Keinginan pemerintah agar industri dalam negeri menggarap pasar ekspor non tradisional ditanggapi positif oleh pengusaha sawit. Namun, pengusaha meminta insentif dari pemerintah.
WAKIL Ketua Umum Urusan Perdagangan dan Keberlanjutan Gabungan Pengusaha Kelapa sawit Indonesia (Gapki), Togar Sitanggang mengatakan, produk sawit Indonesia harus kompetitif sebelum masuk ke pasar baru. Permintaan pasar non tradisional masih relatif kecil dan belum didukung ketersediaan infrastruktur yang memadai.
Oleh karena itu. pemerintah diharapkan mampu menerapkan regulasi yang fleksibel agar produk sawit yang diekspor berdaya saing. “Kita diminta untuk membuka pasar-pasar nontradisional, untuk itu kita butuh tools yang memadai, yang menjadi insentif bagi pengusaha,” ujarnya di Jakarta, kemarin.
Contohnya pasar negara-negara Afrika yang saat ini permintaannya masih terbatas dalam volume kecil sekira 30-40 ton. Untuk pasar seperti ini.
pengusaha sawit Indonesia harus mengekspor sawit langsung dalam kemasan karena tidak ada fasilitas penampungan (storage) di tempat tujuan ekspor.
Agar layak sekaligus mampu memberikan keuntungan yang memadai bagi pengusaha, maka penting untuk menekan biaya yang dapat menyebabkan harga produk yang diekspor tak kompetitif. Misalnya dengan mengurangi atau menghilangkan pungutan yang dikenakan untuk ekspor tersebut.
Ketua Umum Gapki Joko Supriyono menambahkan, fleksibilitas pemerintah juga dibutuhkan untuk menjaga agar pangsa minyak sawit Indonesia di pasar-pasar utama tidak tergerus.
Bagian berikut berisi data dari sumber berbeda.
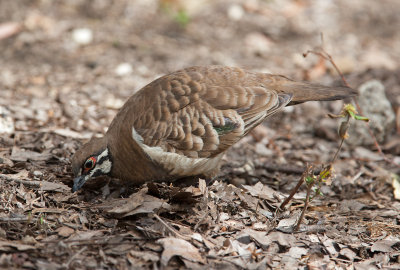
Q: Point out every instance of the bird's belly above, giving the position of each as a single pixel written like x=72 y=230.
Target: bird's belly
x=178 y=165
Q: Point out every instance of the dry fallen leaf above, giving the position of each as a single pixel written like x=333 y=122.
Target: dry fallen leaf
x=65 y=231
x=179 y=247
x=7 y=246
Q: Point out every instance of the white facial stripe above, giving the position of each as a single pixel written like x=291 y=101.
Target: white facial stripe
x=136 y=136
x=103 y=154
x=177 y=164
x=104 y=167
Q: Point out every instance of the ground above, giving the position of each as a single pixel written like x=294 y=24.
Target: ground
x=68 y=66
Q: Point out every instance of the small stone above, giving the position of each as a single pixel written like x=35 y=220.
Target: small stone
x=6 y=121
x=65 y=231
x=258 y=43
x=235 y=12
x=37 y=173
x=82 y=36
x=123 y=69
x=375 y=105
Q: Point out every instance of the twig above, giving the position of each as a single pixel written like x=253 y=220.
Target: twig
x=329 y=58
x=74 y=256
x=296 y=188
x=13 y=219
x=303 y=212
x=25 y=182
x=184 y=237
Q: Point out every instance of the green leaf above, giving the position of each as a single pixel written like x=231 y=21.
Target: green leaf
x=362 y=118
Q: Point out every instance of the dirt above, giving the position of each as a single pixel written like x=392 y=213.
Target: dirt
x=58 y=89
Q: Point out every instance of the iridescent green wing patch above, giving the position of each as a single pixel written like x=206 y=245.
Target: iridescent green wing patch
x=227 y=128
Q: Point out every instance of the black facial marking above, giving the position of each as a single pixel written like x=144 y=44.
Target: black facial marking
x=88 y=164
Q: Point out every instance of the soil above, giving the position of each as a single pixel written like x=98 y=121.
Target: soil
x=68 y=66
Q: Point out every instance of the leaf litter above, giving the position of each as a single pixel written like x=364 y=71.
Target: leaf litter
x=49 y=109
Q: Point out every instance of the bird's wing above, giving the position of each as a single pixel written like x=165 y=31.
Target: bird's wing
x=200 y=112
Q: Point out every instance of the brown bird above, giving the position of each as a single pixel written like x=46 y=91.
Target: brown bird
x=181 y=124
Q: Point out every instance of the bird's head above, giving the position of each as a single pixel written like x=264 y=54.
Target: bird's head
x=91 y=160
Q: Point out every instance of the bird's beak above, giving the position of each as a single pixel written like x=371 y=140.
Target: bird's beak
x=79 y=182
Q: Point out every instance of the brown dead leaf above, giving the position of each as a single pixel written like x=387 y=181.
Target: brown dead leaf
x=261 y=191
x=7 y=246
x=65 y=231
x=137 y=203
x=9 y=29
x=179 y=247
x=86 y=235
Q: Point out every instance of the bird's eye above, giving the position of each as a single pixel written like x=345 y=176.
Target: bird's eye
x=89 y=164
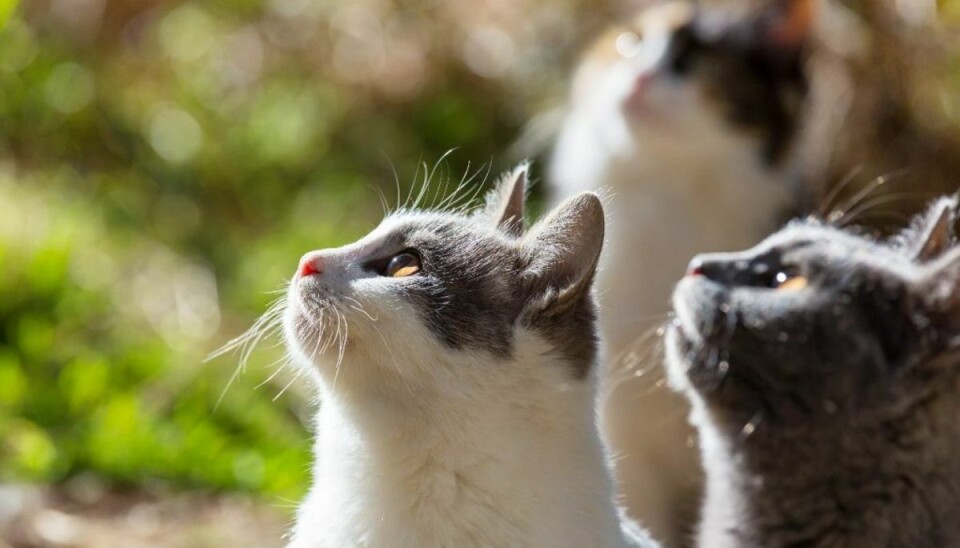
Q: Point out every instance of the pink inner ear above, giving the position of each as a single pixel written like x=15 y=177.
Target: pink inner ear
x=793 y=25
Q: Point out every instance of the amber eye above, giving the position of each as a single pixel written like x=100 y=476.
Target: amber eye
x=402 y=265
x=628 y=44
x=787 y=282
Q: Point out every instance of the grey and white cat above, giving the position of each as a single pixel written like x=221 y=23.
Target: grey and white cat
x=824 y=372
x=454 y=357
x=686 y=116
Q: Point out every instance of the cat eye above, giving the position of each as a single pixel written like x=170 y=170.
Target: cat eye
x=402 y=265
x=784 y=281
x=628 y=44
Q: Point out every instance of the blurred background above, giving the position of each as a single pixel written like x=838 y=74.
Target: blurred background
x=163 y=165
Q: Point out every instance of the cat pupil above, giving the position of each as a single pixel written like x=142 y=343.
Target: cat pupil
x=403 y=264
x=628 y=44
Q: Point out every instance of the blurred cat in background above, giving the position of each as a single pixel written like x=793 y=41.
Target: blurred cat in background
x=686 y=117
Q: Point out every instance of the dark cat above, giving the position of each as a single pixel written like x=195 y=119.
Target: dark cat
x=823 y=368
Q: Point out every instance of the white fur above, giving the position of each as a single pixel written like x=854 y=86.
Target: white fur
x=421 y=446
x=680 y=182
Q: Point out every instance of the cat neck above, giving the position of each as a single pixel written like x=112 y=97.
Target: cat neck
x=483 y=466
x=890 y=480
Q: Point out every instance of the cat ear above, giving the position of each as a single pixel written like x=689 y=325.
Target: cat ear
x=931 y=233
x=505 y=203
x=564 y=249
x=788 y=23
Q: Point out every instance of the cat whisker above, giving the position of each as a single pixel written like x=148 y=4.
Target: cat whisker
x=839 y=215
x=284 y=362
x=826 y=205
x=868 y=205
x=336 y=373
x=393 y=358
x=266 y=324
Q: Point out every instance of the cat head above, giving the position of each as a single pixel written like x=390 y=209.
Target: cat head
x=816 y=323
x=430 y=297
x=683 y=75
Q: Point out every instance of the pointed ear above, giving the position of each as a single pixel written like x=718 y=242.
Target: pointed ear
x=505 y=203
x=931 y=233
x=788 y=23
x=563 y=249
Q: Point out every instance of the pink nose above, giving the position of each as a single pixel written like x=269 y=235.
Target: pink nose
x=311 y=263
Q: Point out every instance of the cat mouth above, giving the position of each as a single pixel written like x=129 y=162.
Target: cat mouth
x=702 y=321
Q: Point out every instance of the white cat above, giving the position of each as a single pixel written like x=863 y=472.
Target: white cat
x=454 y=359
x=684 y=118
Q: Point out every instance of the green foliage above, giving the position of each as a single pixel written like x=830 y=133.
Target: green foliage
x=160 y=174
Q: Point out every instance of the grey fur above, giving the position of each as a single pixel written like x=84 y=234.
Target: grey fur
x=482 y=276
x=828 y=415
Contohnya pasar India, yang meski ekspornya secara volume menunjukkan peningkatan, tapi pangsa pasarnya menurun.
Gapki juga merujuk pada data yang disampaikan Chairman Pakistan Edible Oil Conference Abdul Rasheed Jan mohammad saat berbicara dalam CEIPO 2018. Disebutkan bahwa di paruh pertama 2018, pangsa pasar sawit Indonesia di Pakistan menjadi sebesar 69 persen dan Malaysia 31 persen.
Padahal, di 2017 pangsa pasar sawit Indonesia dan Malaysia di Pakistan masing-masing 80 persen dan 20 persen. Bahkan, pada 2016 perbandingannya adalah 82 persen dan 18 persen.
Penyebab penurunan itu adalah makin kompetitifnya harga minyak sawit Malaysia terkait kebijakan pemerintah Negeri Jiran itu di sektor kelapa sawit-nya. Di bagian lain, minyak sawit Indonesia juga harus berkompetisi dengan minyak nabati lainnya.
“Ini kan warning, jangan sampai pangsa pasar kita terus turun,” cetusnya.
Menurutnya, perlu ada pendekatan di level pemerintah agar produk sawitIndonesia tetap kompetitif. Selain itu. perlu dikaji ulang mengenai pungutan bagi ekspor sawit untuk meningkatkan daya saing sawit Indonesia.
“Kita sudah usulkan soal penurunan itu. tapi hingga saat ini dibahas pun belum. Pemerintah harusnya lebih fleksibel, jangan sampai pangsa pasar kita nanti terus turun,” tukasnya.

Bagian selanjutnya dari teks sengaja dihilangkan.